Le 5 mai 2016, le président Vladimir Poutine proclamait la victoire de la civilisation sur la barbarie, c’est-à-dire de la Syrie et de la Russie sur les jihadistes armés et soutenus par l’Occident. Il organisait un concert symphonique télévisé dans les ruines de Palmyre, la cité antique où la reine Zénobie avait fait cohabiter toutes les religions en harmonie. Symboliquement, ce concert de l’orchestre de Mariinski de Saint-Pétersbourg était intitulé : « Prière pour la paix ». M. Poutine s’y exprimait en vidéo-conférence.

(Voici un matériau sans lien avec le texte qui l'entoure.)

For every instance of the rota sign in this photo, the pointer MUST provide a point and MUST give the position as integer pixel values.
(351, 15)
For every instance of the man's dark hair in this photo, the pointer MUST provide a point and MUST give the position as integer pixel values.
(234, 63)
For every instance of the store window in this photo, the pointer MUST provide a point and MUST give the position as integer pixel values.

Les peuples occidentaux n’ont pas compris ce qui se passait car ils n’avaient pas conscience que les jihadistes n’étaient que des marionnettes de leurs services secrets. À leurs yeux, et surtout depuis les attentats du 11-Septembre, ils étaient leurs ennemis. Ils ne comprenaient pas que les dégâts des jihadistes chez eux et dans le reste du monde n’avaient pas du tout la même ampleur. À titre d’exemple, les attentats du 11 septembre 2001 —attribués contre toute logique aux jihadistes— ont fait 2 977 morts, tandis que Daesh a tué des centaines de milliers d’arabes et d’africains.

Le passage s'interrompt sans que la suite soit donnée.